In the U.S., December’s weather will start off cooler than normal along the U.S. East Coast, said Matt Rogers, president of Commodity Weather Group LLC. Winter, measured by meteorologists from Dec. 1 to Feb. 28, may be 21 percent cooler than last year in terms of natural gas-weighted heating degree days, Rogers said. Last winter was the fourth-warmest on record in the contiguous 48 states.
Heating oil’s premium to West Texas Intermediate crude on Nymex, based on January contracts, jumped $1.37 to $40.22 a barrel. The January gasoil crack spread over Brent oil on ICE jumped $1.38 to $16.29 a barrel.
Israeli ground forces are poised to invade the Gaza Strip for the first time in almost four years amid efforts by Egypt and Turkey to help end exchanges of fire that have killed 96 Palestinians and three Israelis.
The decision whether to expand the Gaza operation or reach a cease-fire agreement “is rapidly approaching, and is a matter of hours, not even days,” Israeli Finance Minister Yuval Steinitz said in an interview today on Army Radio.
Futures also rose on optimism U.S. lawmakers can reach a budget compromise and avoid the so-called fiscal cliff, automatic tax increases and spending cuts scheduled to take effect next year.
“Everybody thinks we’re going to get through the fiscal cliff,” said Phil Flynn, senior market analyst at Price Futures Group in Chicago. “And with the risk over Israel, no one wants to be short.”
President Barack Obama is negotiating with a divided Congress to try and avert $607 billion in automatic tax increases and spending cuts. Obama told reporters during a news conference in Bangkok yesterday that “I am confident we can get our fiscal situation dealt with.”
“The number one reason for the increase is the unrest in the Middle East and fear of that spreading and ultimately leading to supply disruption,” said Andy Lipow, president of Lipow Oil Associates LLC in Houston. “There’s also optimism that Congress will come to a compromise on the budget talks.”
Sales of existing houses U.S. homes climbed in October, increasing optimism that the economy will be stronger in 2013. Purchases of previously owned homes rose 2.1 percent to a 4.79 million annual rate, figures from the National Association of Realtors showed.

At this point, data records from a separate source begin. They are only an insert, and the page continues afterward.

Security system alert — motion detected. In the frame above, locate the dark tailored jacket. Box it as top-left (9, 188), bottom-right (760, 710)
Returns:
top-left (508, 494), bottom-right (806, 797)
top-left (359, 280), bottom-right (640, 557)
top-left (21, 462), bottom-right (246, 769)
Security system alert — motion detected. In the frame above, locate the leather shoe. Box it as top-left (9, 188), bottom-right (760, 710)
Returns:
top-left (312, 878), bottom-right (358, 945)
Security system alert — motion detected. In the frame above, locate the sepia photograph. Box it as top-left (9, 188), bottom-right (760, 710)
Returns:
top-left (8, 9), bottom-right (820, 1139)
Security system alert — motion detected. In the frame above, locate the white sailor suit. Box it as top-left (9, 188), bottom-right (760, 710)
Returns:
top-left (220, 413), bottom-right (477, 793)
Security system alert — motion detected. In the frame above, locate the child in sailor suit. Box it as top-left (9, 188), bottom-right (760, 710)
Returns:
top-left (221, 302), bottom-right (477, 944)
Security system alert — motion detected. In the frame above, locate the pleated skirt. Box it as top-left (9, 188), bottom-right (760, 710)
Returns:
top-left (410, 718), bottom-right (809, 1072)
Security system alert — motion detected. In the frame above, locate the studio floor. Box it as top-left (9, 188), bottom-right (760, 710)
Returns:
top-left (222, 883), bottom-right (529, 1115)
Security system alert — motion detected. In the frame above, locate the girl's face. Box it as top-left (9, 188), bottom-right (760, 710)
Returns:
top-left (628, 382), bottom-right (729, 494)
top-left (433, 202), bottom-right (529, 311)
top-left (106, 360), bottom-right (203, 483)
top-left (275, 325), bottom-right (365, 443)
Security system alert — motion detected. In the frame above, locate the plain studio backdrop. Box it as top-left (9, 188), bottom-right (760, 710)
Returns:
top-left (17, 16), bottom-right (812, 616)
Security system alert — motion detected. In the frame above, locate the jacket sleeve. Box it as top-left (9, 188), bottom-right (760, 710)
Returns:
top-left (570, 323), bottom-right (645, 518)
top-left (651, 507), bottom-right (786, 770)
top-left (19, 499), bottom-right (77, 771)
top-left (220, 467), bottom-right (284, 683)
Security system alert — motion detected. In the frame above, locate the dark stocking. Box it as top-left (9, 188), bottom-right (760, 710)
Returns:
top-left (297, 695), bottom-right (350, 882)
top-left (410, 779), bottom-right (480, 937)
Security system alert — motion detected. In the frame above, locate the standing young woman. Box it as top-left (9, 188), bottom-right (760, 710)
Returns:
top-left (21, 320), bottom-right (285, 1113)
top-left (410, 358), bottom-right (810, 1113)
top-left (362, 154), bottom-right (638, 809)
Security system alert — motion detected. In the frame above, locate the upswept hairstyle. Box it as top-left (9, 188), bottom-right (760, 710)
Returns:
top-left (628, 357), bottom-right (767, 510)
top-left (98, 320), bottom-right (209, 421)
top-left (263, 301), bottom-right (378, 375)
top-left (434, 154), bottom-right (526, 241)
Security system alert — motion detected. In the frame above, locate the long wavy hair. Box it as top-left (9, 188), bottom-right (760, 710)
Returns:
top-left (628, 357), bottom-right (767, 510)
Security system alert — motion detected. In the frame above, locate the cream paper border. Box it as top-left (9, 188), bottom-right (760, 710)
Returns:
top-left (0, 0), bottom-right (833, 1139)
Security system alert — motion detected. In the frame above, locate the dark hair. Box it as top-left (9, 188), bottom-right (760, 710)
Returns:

The median price increased from a year ago as inventories dropped to the lowest in almost a decade.
“This is another sign the housing market is recovering,” Flynn said.
Gasoline for December delivery rose 4.44 cents, or 1.6 percent, to $2.7545 a gallon on the New York Mercantile Exchange, the highest settlement this month.
The average nationwide cost for regular gasoline slipped 0.2 cent to $3.416 a gallon, AAA said today on its website. That’s the lowest price since July 16. The pump price reached a 2012 high of $3.936 on April 4.